Single by The Fall
- B-side: "In My Area"
- Released: October 1979
- Genre: Post-punk
- Length: 3:59
- Label: Step-Forward
- Songwriter(s): Mark E. Smith, Craig Scanlon, Marc Riley
- Producer(s): Oz McCormick, the Fall

The Fall singles chronology
| "It's the New Thing" (1978) | "Rowche Rumble" (1979) | "Fiery Jack" (1980) |

= Rowche Rumble =

"Rowche Rumble" is a 1979 song by British post-punk band the Fall, written by Mark E. Smith, Craig Scanlon and Marc Riley. Released as the band's second single, it was the first record by the Fall to reach a recognised national chart when it reached number 31 on the indie chart in January 1980, the first month of that chart's existence.

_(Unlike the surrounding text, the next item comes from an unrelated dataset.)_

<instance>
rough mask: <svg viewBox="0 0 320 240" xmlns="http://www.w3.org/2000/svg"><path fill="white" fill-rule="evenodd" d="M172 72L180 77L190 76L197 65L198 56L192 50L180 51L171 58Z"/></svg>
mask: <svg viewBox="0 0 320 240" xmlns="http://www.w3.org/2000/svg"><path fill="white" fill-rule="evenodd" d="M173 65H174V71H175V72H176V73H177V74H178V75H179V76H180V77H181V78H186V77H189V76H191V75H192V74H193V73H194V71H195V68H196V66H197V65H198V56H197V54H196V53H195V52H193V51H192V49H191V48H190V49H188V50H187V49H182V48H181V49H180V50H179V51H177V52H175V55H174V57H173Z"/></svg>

The song was recorded at Cargo Studios in Rochdale in June 1979 by the band, at that time comprising Smith (vocals), Scanlon (guitar), Riley (guitar), Steve Hanley (bass), Yvonne Pawlett (keyboards), and Mike Leigh (drums). It was produced by Oz McCormick and the band. Its lyrics reputedly reference an incident when Smith worked as a shipping clerk dealing with the Roche pharmaceutical company, and as a result of a clerical error acquired a supply of barbiturates which he attempted to hide around Manchester. According to Riley, the music is loosely based on "Tight Pants", a 1977 b-side from American band Iggy & The Stooges.

The record received positive reviews, with Ned Raggett at Allmusic describing it as "both a highlight of the young band's career and a clear signpost toward much it would do in the future". It was placed at number 21 among the year's top tracks by the NME, and number 40 in John Peel's "Festive Fifty" in 1979.